Keep it simple, stupid: complex and costly submission processes inhibit developers Comparing the application distribution strategies of Nokia and Apple is revealing. Nokia was an early adopter of an open application platform for its phones. It has had open phones based on its S60 platform in its portfolio since 2001. Since then Nokia has shipped S60 in over 180 million mobile phones and stimulated approximately 9,000 applications for the platform. By comparison, Apple has had the iPhone open to applications since the middle of 2008 and has generated an approximately equal number of applications.
There are many differences in the approaches taken by Nokia and Apple; however, the most striking difference is in the cost and complexity of submitting and publishing applications for developers.
Nokia maintains multiple channels for developers to get to market, including MOSH, Nokia Software Market and Nokia Download Store. Nokia also supports developers distributing their applications directly over the Web, as well as a B2B marketplace for large ISVs and systems integrators.
By contrast, Apple and Google (for Android) have a single channel for developers to publish content. This has significantly helped both Apple and Google quickly build the number of applications available on their respective mobile stores.
However, Apple's process for submission is not perfect for developers, as it retains the right to block a given application for business as well as technical reasons (for example, if an application competes with an existing Apple service). This lack of transparency inhibits developers as they cannot determine in advance (using the published guidelines) whether Apple will publish the application. Apple's competitors will exploit this weakness.

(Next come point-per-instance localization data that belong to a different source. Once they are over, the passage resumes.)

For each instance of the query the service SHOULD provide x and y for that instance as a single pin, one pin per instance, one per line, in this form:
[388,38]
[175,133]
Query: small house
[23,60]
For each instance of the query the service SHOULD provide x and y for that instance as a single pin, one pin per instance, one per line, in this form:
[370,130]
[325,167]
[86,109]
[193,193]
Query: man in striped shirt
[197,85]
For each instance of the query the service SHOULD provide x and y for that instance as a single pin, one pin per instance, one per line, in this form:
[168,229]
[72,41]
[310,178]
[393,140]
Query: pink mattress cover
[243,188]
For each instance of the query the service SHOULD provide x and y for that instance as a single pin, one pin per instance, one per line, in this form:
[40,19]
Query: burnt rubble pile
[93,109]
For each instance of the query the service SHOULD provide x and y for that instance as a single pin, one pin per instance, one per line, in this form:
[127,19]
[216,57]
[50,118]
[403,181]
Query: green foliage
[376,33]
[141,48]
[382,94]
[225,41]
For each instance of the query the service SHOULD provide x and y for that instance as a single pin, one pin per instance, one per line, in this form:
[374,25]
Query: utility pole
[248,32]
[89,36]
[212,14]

Monetising applications is key for developers and everyone else Commercial developers need a clear monetary incentive. Apple has demonstrated that its platform for the iPhone and iPod Touch allows developers to make money.
First, it has a consistent, non-fragmented platform so developers do not have to spend time (money) porting their applications to run on different hardware using the same software. Second, Apple has a clear revenue-sharing agreement with developers (Apple gets 30% and developers get 70% of application sales). Third, Apple has an existing billing relationship with consumers through its iTunes store and therefore consumers can buy with a single click without having to enter payment details for each purchase or trust a third party with these credentials.
By contrast, Nokia has multiple application environments; revenue-sharing agreements are negotiated individually with developers, providing little visibility from the start of a potential application development project on how much they could earn; and Nokia does not own the billing relationship with the customer.
For mobile operators wishing to launch mobile application stores of their own, owning the billing relationship is a key advantage. It also shows that Nokia and other OEMs could partner with mobile operators to provide a comparable customer experience to Apple.
Competition between vendors will intensify during 2009 In 2009 Ovum expects vendors to launch new propositions and to improve current propositions in the market - for example, Android Market will introduce paid applications. RIM has also announced that it will introduce a store for its BlackBerry range of devices. In addition, we expect Nokia will streamline its distribution process and focus on marketing the Nokia Download Store as the main channel for developers.
Tier-one handset vendors will also introduce mobile application stores. We anticipate stores from the remaining tier-one manufacturers, such as Samsung, LG and Sony Ericsson, as well as from other platform vendors, which could include Microsoft and LiMo.
We also expect mobile operators to introduce stores for their device portfolios. The challenge for mobile operators will be to incentivise developers, keep the process simple for developers and consumers, and support application stores that provide the broadest reach across their device portfolio.